It can be useful to be able to classify new “test” documents using already classified “training” documents. A common example is using a corpus of labeled spam and ham (non-spam) e-mails to predict whether or not a new document is spam.
For this project, you can start with a spam/ham dataset, then predict the class of new documents (either withheld from the training dataset or from another source such as your own spam folder). One example corpus: https://spamassassin.apache.org/publiccorpus/
For more adventurous students, you are welcome (encouraged!) to come up with a different set of documents (including scraped web pages!?) that have already been classified (e.g. tagged), then analyze these documents to predict how new documents should be classified.
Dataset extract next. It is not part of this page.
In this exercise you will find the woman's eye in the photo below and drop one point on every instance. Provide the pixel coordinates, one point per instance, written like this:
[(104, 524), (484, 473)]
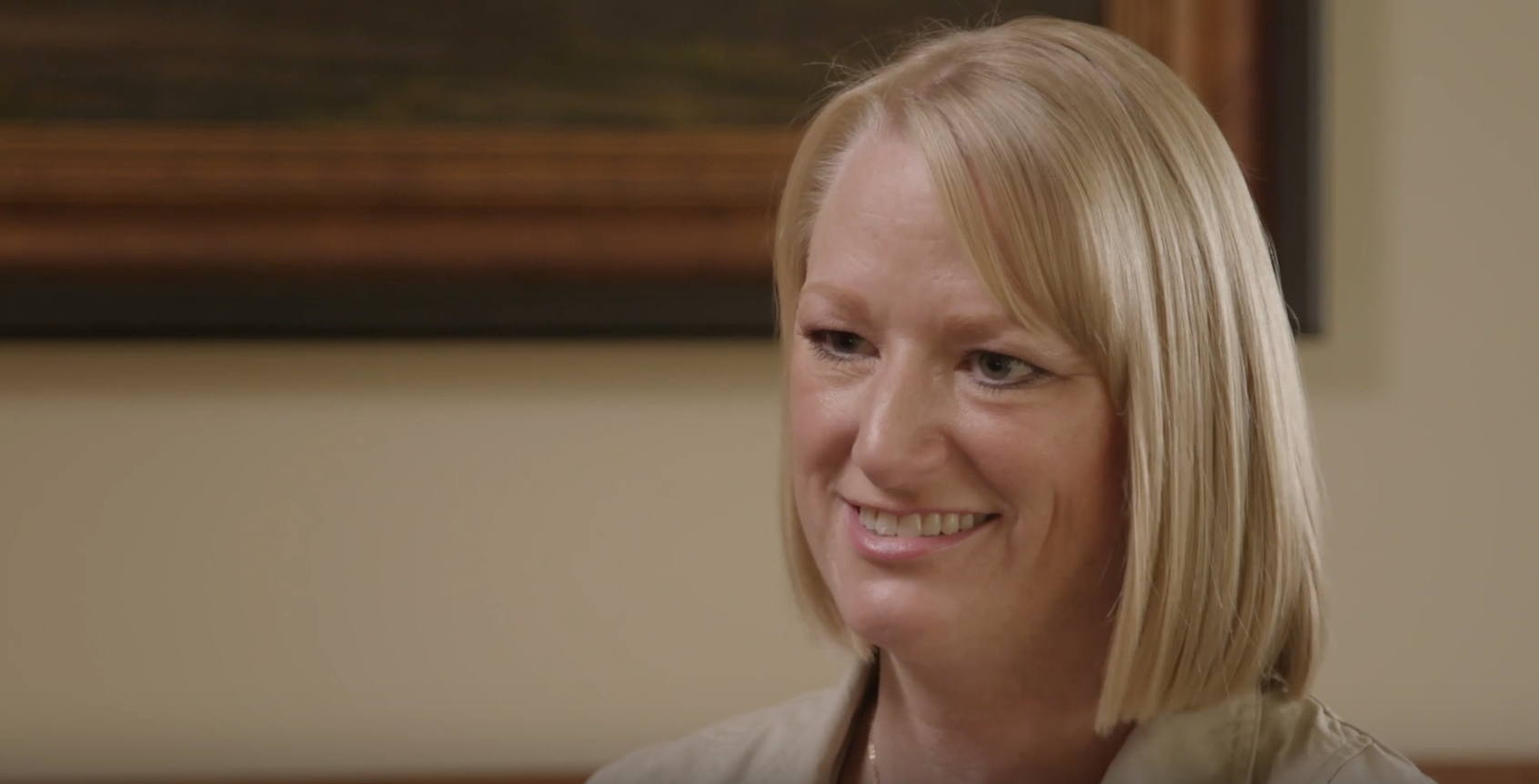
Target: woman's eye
[(839, 342), (1002, 368)]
This assignment is due end of day on Sunday, November 6th. You may work in a small team if you want. We will look at all of your solutions in our meetup on Thursday, November 10th.
For this assignment I am using the spam and ham datasets below from the https://spamassassin.apache.org/publiccorpus/ site.
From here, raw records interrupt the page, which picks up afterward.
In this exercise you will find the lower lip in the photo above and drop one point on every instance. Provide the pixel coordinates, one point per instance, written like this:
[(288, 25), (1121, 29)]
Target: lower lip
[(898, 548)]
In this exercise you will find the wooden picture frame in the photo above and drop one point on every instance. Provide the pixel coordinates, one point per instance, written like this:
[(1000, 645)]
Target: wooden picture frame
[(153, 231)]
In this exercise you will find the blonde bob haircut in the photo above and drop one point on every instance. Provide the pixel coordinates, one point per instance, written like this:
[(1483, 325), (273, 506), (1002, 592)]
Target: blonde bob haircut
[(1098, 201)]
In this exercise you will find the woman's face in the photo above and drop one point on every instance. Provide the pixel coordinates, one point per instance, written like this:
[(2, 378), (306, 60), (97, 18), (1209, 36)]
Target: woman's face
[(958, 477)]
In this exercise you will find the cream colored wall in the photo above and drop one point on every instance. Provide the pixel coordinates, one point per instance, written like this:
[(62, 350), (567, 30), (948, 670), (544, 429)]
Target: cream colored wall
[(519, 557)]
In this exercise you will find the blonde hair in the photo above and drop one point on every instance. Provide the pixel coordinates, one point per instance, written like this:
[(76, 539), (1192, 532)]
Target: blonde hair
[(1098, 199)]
20030228_easy_ham.tar.bz2 20050311_spam_2.tar.bz2
setwd("~/Desktop/IS607/Data-607/Week 10 Assignment")
require(RCurl)
## Loading required package: RCurl
## Loading required package: bitops
require(XML)
## Loading required package: XML
require(stringr)
## Loading required package: stringr
require(tm)
## Loading required package: tm
## Loading required package: NLP
require(SnowballC)
## Loading required package: SnowballC
require(RTextTools)
## Loading required package: RTextTools
## Loading required package: SparseM
##
## Attaching package: 'SparseM'
## The following object is masked from 'package:base':
##
## backsolve
##
## Attaching package: 'RTextTools'
## The following objects are masked from 'package:SnowballC':
##
## getStemLanguages, wordStem
length(list.files("easy_ham")) #2501 HAM files
## [1] 2501
length(list.files("spam_2")) #1397 SPAM files
## [1] 1397
list.files("easy_ham")[1:5]
## [1] "00001.7c53336b37003a9286aba55d2945844c"
## [2] "00002.9c4069e25e1ef370c078db7ee85ff9ac"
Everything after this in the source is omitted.